In March 1851, Joseph Delamont was a dairyman at Oil Moor.
Joseph was born at Hardington on 31 March 1792, the son of Lewis and Elizabeth. His father died the following year, aged about 35.
On 11 April 1814, Joseph married Mary Harris at Hardington. She had been born and brought up in Leigh or Yetminster, Dorset.
Joseph and Mary lived at Oil Moor, possibly at the Royal Oak or what was later to become the Royal Oak. Joseph was a skin collector in June 1841 and a dairyman in March 1851.
Their only son, Benjamin, died in November 1838, aged 23.

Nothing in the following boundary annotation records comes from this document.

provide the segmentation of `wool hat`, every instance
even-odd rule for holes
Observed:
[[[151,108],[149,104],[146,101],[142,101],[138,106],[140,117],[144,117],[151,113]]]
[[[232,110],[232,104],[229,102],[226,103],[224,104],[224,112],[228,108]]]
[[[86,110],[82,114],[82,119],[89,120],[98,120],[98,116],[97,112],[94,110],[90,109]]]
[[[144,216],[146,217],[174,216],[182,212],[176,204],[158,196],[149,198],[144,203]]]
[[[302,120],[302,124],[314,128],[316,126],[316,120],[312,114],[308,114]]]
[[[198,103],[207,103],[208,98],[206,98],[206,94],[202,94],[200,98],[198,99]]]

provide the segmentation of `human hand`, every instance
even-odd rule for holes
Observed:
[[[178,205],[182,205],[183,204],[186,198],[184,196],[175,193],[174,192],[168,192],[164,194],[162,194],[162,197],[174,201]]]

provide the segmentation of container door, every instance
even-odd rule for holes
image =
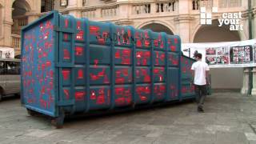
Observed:
[[[0,61],[0,86],[6,90],[6,65],[4,61]]]
[[[20,62],[6,61],[6,94],[17,94],[20,90]]]
[[[181,95],[182,98],[191,98],[195,97],[194,86],[190,85],[192,79],[191,66],[194,59],[182,56],[181,58]]]
[[[54,58],[58,14],[51,12],[22,31],[22,101],[28,109],[57,117]]]

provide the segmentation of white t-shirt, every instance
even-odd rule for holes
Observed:
[[[206,71],[210,70],[207,63],[198,61],[193,63],[191,70],[194,70],[194,83],[195,85],[206,85]]]

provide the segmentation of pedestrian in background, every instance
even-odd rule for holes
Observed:
[[[202,62],[202,54],[194,54],[196,62],[191,66],[192,80],[191,84],[195,86],[196,102],[198,103],[198,111],[204,112],[203,104],[206,97],[206,86],[209,85],[209,66],[207,63]]]

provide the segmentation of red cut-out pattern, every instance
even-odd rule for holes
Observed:
[[[141,101],[146,101],[150,94],[150,86],[137,86],[136,94],[138,95]]]
[[[157,96],[158,98],[162,98],[166,93],[166,86],[159,85],[154,86],[154,93]]]
[[[64,89],[63,91],[66,99],[70,99],[70,90]]]
[[[65,19],[65,27],[67,28],[69,26],[69,20]]]
[[[82,79],[83,78],[83,70],[78,70],[78,79]]]
[[[69,70],[62,70],[62,76],[65,81],[70,78],[70,71]]]
[[[90,29],[90,34],[98,35],[99,30],[100,30],[98,26],[90,26],[89,29]]]
[[[74,98],[76,101],[83,101],[85,98],[86,93],[83,91],[76,91],[74,93]]]
[[[77,34],[76,34],[76,37],[75,37],[75,39],[76,40],[80,40],[80,41],[82,41],[83,40],[83,30],[80,30]]]
[[[69,50],[67,49],[64,49],[63,52],[64,52],[63,58],[64,59],[70,59],[70,54]]]
[[[123,87],[115,88],[114,94],[117,97],[114,101],[116,105],[126,106],[131,103],[130,89],[126,89]]]
[[[81,29],[81,21],[78,21],[77,22],[77,30],[80,30]]]
[[[83,48],[81,46],[75,47],[75,55],[82,56],[83,55]]]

On 6 April 1839, their only daughter, Harriet, married Abraham Saint at Hardington church.
On 25 January 1850, Joseph sold the fee simple of a flax pit to Abraham Saint, a labourer of Hardington, for £6. The plot was number 93 on the parish tithe map.[1]
Joseph died in February 1859, aged 69. His only daughter, Harriett, and her husband, Abraham Saint, died within a year afterwards, leaving one child, Louisa, who married Joseph Partridge on 7 February 1860.
In April 1861, Mary lived with her daughter, Louisa. In April 1871, she lived in the household of Joseph Marsh, her deceased husband’s nephew. She died on 27 December 1872, aged 84.
References
[1] Indenture dated 25 January 1850.